Matt Bruce, Nielsen’s managing director for media audience measurement said coverage of the Boston Bombings had driven readers to all of the news sites.

“The news category was an extremely competitive category last month”, said Bruce. “Among the top four sites there is less than 150,000 people in unique audience from first to fourth.”

“In April we had the Boston bombing which drove traffic and compared to other sites in the category news.com.au had more traffic than others. So if there is one thing that has driven them getting to the number one spot it is that.”

McIlveen said in a statement: “Our team lives and breathes news – and this survey is just the beginning of a great journey with our readers and advertisers.

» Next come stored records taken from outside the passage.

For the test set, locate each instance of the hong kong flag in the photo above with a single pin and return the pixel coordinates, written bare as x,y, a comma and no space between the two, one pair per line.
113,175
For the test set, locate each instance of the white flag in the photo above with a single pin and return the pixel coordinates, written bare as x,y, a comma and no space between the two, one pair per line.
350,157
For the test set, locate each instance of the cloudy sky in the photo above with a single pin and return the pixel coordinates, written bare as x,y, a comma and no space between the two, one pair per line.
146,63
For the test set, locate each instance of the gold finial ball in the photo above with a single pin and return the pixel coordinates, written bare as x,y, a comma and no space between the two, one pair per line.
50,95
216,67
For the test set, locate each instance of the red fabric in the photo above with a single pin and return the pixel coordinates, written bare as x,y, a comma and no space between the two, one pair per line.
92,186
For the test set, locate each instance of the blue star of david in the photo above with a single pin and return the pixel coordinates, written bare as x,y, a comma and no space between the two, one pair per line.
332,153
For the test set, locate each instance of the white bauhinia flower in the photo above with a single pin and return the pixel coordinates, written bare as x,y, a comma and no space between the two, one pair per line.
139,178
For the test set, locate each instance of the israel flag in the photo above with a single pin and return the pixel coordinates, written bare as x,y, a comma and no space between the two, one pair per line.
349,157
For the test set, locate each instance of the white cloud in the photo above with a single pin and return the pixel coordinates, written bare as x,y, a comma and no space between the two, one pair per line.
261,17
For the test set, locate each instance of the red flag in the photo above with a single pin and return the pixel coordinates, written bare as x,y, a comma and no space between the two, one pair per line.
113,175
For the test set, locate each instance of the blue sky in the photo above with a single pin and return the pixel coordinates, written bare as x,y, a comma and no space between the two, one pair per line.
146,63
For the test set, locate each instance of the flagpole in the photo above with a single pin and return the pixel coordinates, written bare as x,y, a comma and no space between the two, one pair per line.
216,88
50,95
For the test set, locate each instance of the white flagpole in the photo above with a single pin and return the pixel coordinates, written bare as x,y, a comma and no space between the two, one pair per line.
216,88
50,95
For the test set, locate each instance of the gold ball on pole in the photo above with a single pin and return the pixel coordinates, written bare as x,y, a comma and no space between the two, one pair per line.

“This is a wonderful vote of confidence from the most important people in our business – our customers. When a story like Boston breaks, our readers turn to us because they know they will get unrivalled coverage.”

Ninemsn editor-in-chief Hal Crawford said he welcomed the competition. “ninemsn has consistently been the leading digital news source for the past 5 years, the battles have been fierce through that time, and they will continue.Competition is always good for the audience,” said Crawford.

Earlier this month, News Limited’s editorial director Campbell Reid said in a Mumbrella Hangout that news.com.au would remain outside of the company’s paywalls but be an important marketing tool for its News+ offerings.